Title: | Random Walks on Graphs Representing a Transactional Network |
Version: | 1.0.0 |
Description: | Random walk functions to extract new variables based on clients transactional behaviour. For more details, see Eddin et al. (2021) <doi:10.48550/arXiv.2112.07508> and Oliveira et al. (2021) <doi:10.48550/arXiv.2102.05373>. |
License: | GPL-2 | GPL-3 [expanded from: GPL (≥ 2)] |
Encoding: | UTF-8 |
RoxygenNote: | 7.2.3 |
Imports: | igraph |
Depends: | R (≥ 2.10) |
LazyData: | true |
NeedsCompilation: | no |
Packaged: | 2023-09-21 09:50:18 UTC; mafal |
Author: | Mafalda Sá Ferreira [aut, cre], Regina Bispo [ctb], FCT, I.P. [fnd] (under the scope of the projects UIDB/00297/2020 and UIDP/00297/2020 (NovaMath)) |
Maintainer: | Mafalda Sá Ferreira <msm.ferreira@campus.fct.unl.pt> |
Repository: | CRAN |
Date/Publication: | 2023-09-21 18:30:03 UTC |
Clients' information for a small example
Description
A dataset containing information about 20 clients of a certain bank.
Usage
data(clients_small_example)
Format
A data frame with 20 rows and 9 variables
Details
age, numeric. Age of the client in years.
antiquity_age, numeric. Age of the account in years.
gender, boolean. Gender of the client.
occupation, numeric. Occupation of the client.
nationality, character. Country of birth of the client (labelled in ISO-CODE 2).
residence, character. Country of residence of the client (labelled in ISO-CODE 2).
pep_flag, boolean. Indicator whether the client is involved in political activities (1) or not (0).
sar_flag, boolean. Indicator whether the client was involved in a reported transaction (1) or not (0).
customer_id, character. ID of the client's account.

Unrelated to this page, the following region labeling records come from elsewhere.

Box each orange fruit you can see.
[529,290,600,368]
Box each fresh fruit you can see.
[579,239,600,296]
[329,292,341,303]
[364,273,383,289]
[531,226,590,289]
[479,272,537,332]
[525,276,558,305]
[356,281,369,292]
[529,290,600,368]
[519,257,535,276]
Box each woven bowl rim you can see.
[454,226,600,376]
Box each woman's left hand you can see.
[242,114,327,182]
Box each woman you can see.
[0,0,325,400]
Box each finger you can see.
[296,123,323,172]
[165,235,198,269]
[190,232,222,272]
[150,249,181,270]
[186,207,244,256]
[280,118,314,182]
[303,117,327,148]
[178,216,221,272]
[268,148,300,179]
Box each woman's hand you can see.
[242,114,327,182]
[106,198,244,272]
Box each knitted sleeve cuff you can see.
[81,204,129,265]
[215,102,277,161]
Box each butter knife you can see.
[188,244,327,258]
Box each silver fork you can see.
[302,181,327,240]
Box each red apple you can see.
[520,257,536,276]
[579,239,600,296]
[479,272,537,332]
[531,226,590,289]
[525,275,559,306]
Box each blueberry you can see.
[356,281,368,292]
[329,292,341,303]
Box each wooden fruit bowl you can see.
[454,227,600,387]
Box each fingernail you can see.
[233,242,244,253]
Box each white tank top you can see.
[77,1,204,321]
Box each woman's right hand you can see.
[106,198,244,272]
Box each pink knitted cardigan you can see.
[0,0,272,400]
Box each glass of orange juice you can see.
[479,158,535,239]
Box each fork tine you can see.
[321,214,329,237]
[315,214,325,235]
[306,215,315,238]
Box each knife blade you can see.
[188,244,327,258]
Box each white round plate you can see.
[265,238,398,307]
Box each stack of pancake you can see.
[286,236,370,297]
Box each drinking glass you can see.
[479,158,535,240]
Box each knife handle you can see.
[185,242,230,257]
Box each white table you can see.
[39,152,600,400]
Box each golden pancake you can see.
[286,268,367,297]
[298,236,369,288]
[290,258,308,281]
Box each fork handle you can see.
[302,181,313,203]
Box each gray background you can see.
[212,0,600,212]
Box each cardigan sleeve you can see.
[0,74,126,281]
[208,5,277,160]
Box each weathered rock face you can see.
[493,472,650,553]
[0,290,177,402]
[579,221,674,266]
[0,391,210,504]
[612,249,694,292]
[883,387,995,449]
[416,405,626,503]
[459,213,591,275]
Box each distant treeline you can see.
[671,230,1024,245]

Random walk metrics for each client
Description
Computes the metrics of the generated random walks for every client in the dataframe using the function 'mean_rw_client'.
Usage
info_client(g, data)
Arguments
g |
The input graph. Transactional graph containing the amount (in monetary unit) as the attribute of each edge. The vertices must be the clients IDs. |
data |
Dataframe with information of the clients. It should include a column with the clients IDs named "customer_id" and the alert label named "sar_flag" that must be a boolean variable. |
Value
A dataframe with the clients IDs and the computed metrics (minimum, mean and maximum for both the number of steps and total transactioned amount) for the random walks starting in each client.
References
Eddin, A. N., Bono, J., Aparício, D., Polido, D., Ascensao, J. T., Bizarro, P., and Ribeiro, P. (2021). Anti-money laundering alert optimization using machine learning with graphs. arXiv preprint arXiv:2112.07508.
Examples
g <- igraph::graph_from_data_frame(d = transactions_small_example[, 1:3], directed = TRUE)
info_client(g, data = clients_small_example)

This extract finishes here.